In this 2007 Op-Ed, Judge Morris Hoffman explains the study he and two economists conducted to compare the quality of defense put forth by public defenders versus private attorneys. The study found the clients of public defenders were given significantly longer sentences than the clients of private attorneys. However, the study’s authors suggest this difference is due to guilty defendants self-selecting a public defense. The study’s abstract:
An econometric study of all felony cases filed in Denver, Colorado, in 2002, shows that public defenders achieved poorer outcomes than their privately retained counterparts, measured by the actual sentences defendants received. But this study suggests that the traditional explanation for this difference – underfunding resulting in overburdened public defenders – may not tell the whole story. The authors discovered a large segment of what they call “marginally indigent” defendants, who appear capable of hiring private counsel if the charges against them are sufficiently serious. These results suggest that at least one explanation for poor public defender outcomes may be that public defender clients, by self-selection, tend to have less defensible cases. If marginally indigent defendants can find the money to hire private counsel when the charges are sufficiently serious, perhaps they can also find the money when they are innocent, or think they have a strong case.
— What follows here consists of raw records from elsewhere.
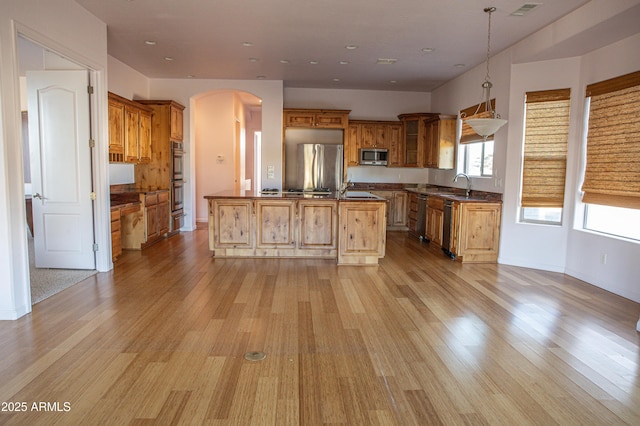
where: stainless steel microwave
[360,148,389,166]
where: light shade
[465,118,507,139]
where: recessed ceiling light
[511,3,542,16]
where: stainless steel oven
[171,181,184,211]
[171,142,184,180]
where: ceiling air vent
[511,3,542,16]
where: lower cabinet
[209,199,338,258]
[427,197,444,246]
[371,190,409,231]
[111,208,122,262]
[111,204,140,262]
[338,201,387,264]
[450,202,502,263]
[121,190,171,250]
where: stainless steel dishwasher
[442,200,456,259]
[416,194,429,242]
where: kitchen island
[204,191,386,265]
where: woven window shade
[582,71,640,209]
[521,89,571,207]
[460,99,496,145]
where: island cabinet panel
[209,199,253,250]
[338,201,386,264]
[298,200,338,250]
[256,200,296,249]
[450,202,502,263]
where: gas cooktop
[260,188,331,195]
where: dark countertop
[204,190,385,201]
[405,185,502,203]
If the truly guilty are more likely to pick a public defender rather than consume their own resources on a private attorney, we would expect public defenders’ clients to have longer average life-sentences.
It’s an interesting point, but it’s hard to verify. There would have to be a way to measure the proportion of guilty clients outside of tallying guilty verdicts and plea bargains. There’d also have to be a way to isolate the variable of guilt, which may be tricky since income is also an important variable and certain criminal activity is correlated with certain socioeconomic levels. There’s also the variable of how overworked different attorneys become–how would researchers quantify “overworked” and how would they compare public vs. private attorneys accordingly?
I’d also be interested to read studies about the demographics of people who choose to become defense attorneys compared to prosecutors. Are there measurable psychological and personality differences? Do those differences affect work performance?
Anyone have any info on this?
I have no idea how to verify anything on your list, but good to see you’re alive Monica :)
You too, buddy. :) I’m on gmail chat sometimes, you can hit me up there maybe.